Мы уселись на крепостной стене, чтобы еще издалека заметить приближение начальства. За стеною протянувшееся между двумя рядами деревьев шоссе вело в город. Автомобили, повозки, пешеходы спешили сейчас по нему, чтобы успеть домой к ужину. Порывы ветра поднимали закрученные в воронки столбы пыли.
— В каком смысле? — спросил я.
— Надо что-то сделать, чтобы он перестал постоянно заниматься нами, потому что… Что это?
В то же мгновенье я одним движением спрыгнул со стены. К счастью, часовой как раз отвернулся в другую сторону. В следующее мгновенье я уже бежал по дороге вслед за одним из прохожих.
Это был Турецкий Султан!
Вы можете представить, что я почувствовал, увидев Турецкого Султана с его длинным крючковатым носом, худым, как жердь, туловищем и журавлиными ногами, на которых мешком болтались брюки.

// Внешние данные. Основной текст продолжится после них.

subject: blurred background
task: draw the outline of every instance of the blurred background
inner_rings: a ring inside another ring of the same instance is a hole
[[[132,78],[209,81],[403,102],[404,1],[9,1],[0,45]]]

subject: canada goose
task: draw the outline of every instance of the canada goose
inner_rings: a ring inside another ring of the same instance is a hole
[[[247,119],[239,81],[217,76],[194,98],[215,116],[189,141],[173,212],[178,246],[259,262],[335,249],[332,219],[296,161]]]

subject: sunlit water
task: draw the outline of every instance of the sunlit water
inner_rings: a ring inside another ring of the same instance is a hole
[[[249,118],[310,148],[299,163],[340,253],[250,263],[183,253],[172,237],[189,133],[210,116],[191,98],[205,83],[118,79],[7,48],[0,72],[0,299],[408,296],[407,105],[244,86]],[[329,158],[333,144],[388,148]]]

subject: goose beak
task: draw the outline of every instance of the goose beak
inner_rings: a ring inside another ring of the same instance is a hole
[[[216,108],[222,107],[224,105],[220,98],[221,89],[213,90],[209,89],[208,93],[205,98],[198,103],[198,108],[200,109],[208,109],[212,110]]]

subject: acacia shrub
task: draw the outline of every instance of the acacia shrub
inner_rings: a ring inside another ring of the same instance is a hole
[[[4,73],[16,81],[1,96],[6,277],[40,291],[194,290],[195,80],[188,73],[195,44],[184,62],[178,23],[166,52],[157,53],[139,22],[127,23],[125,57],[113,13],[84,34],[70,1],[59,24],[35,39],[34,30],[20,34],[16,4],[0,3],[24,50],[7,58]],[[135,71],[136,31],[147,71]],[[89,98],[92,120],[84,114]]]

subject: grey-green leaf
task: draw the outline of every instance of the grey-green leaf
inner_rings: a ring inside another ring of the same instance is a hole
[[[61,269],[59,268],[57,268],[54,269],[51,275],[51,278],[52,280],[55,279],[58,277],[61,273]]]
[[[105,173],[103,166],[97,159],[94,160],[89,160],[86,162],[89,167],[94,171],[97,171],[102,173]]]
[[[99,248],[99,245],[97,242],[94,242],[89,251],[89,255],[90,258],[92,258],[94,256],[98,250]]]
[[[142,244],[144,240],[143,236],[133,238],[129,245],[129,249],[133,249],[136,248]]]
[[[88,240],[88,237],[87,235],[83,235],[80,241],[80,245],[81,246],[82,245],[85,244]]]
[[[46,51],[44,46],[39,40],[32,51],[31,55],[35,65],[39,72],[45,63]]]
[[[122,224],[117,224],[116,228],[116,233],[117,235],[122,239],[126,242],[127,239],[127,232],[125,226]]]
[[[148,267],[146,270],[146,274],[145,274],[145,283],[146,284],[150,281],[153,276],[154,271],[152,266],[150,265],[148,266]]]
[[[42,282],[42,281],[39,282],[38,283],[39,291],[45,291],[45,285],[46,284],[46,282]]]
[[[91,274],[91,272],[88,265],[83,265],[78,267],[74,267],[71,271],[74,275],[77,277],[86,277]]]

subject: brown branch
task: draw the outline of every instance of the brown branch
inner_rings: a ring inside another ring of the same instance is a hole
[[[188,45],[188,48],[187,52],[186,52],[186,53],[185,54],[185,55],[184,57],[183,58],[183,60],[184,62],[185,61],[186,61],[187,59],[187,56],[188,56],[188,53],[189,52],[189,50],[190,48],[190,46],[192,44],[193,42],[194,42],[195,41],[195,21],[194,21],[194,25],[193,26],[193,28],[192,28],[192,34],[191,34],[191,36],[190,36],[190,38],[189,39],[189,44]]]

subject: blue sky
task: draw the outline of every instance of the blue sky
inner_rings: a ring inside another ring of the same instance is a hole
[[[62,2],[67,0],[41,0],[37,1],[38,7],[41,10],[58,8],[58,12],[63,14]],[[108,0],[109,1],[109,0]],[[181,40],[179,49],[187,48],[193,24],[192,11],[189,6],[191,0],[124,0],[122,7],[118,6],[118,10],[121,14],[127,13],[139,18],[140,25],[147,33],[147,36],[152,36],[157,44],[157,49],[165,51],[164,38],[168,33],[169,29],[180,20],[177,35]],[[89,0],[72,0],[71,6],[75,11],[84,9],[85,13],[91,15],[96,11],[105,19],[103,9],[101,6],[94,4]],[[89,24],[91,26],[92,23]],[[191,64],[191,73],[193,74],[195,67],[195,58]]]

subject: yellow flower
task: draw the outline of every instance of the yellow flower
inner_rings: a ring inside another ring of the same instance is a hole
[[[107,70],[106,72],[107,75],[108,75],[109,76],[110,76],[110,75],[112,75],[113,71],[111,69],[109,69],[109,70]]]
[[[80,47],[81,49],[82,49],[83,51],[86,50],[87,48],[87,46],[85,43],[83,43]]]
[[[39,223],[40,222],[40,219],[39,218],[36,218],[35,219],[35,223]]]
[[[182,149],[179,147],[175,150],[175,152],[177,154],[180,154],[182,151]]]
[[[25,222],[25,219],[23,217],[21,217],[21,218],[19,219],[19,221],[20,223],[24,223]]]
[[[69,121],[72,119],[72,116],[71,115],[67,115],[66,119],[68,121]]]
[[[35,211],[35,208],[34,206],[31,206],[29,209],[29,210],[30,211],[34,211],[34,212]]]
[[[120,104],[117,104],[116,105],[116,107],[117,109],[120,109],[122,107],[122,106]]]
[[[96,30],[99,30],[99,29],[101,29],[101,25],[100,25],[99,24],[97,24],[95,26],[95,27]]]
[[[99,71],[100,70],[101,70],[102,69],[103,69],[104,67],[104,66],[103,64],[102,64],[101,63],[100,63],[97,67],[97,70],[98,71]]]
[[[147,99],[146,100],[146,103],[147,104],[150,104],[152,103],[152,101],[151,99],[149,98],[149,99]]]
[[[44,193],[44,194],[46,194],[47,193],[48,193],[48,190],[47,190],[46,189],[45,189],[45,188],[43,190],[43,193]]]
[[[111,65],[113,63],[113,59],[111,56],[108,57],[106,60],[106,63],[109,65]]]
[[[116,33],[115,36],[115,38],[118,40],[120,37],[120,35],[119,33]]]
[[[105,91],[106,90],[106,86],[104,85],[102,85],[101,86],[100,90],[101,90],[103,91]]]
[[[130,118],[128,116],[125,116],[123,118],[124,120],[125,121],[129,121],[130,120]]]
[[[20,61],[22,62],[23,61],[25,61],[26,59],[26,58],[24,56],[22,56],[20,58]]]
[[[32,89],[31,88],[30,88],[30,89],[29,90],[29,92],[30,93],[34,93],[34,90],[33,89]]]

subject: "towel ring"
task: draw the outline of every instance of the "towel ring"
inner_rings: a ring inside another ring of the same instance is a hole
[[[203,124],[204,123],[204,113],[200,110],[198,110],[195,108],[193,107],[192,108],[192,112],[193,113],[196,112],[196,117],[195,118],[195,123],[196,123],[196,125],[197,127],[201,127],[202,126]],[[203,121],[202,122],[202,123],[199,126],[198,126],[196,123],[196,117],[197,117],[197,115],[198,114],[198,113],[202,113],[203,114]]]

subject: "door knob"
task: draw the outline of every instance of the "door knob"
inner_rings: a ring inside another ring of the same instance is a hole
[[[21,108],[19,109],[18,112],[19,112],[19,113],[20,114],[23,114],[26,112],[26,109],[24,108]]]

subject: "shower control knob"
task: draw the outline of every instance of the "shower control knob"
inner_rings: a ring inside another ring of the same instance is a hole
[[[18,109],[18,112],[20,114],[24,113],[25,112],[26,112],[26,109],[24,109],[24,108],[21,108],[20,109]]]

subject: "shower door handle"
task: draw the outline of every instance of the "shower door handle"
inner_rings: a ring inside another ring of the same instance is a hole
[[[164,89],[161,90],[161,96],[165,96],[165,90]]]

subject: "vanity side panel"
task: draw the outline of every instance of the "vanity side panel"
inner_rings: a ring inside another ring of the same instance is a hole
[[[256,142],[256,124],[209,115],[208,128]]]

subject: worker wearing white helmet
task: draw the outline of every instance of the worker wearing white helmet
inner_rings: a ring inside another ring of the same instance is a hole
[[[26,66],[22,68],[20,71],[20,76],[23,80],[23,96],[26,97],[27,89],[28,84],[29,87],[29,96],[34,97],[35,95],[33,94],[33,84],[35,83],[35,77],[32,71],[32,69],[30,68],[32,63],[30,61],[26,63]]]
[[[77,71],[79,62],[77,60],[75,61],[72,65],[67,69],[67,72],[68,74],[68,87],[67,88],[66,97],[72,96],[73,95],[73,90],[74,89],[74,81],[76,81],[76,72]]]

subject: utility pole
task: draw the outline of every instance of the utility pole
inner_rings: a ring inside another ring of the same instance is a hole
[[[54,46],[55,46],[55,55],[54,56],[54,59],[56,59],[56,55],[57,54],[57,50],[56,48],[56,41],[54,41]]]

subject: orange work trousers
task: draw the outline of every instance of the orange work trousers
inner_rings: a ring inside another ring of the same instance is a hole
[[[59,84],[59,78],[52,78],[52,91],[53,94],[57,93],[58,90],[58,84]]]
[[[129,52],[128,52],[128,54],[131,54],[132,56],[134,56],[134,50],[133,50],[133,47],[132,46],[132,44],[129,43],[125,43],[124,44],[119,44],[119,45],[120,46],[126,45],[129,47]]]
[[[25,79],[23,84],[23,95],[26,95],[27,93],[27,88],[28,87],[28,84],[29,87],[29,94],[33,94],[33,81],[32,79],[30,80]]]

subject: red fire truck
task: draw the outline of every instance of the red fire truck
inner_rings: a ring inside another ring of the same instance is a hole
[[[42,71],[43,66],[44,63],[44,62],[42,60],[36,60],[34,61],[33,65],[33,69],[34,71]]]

Но зато какие брюки! Я кое-что понимаю в искусстве одеваться и даже — не без оснований! — считаю себя знатоком по этой части, так что, если я скажу, что Турецкий Султан был одет, как настоящий джентльмен, можете спокойно мне поверить. Между полосатыми шерстяными брюками и белыми с синей прошивкой полотняными туфлями на его ногах красовались ярко-желтые гамаши. Такую красочную элегантность редко можно встретить даже у больших господ. На кирпично-красной куртке сверкали большие позолоченные пуговицы, а к серой шелковой рубашке был повязан белый в синий горошек галстук бабочкой.
Даже принц не смог бы одеться с более ослепительным великолепием!
В руке (слово чести, так оно и было) он держал шляпу! В порту Турецкий Султан не надел бы и кепку, потому что любой полицейский немедленно начал бы выяснять, откуда у него такая неслыханная роскошь. Но шляпа? Безукоризненная, мягкая, белая соломенная шляпа?! И перчатки?! И даже прогулочная тросточка! Не трость с залитым в ее конец свинцом, а именно прогулочная тросточка! Из-за всех этих чудес я даже на мгновение усомнился, он ли это.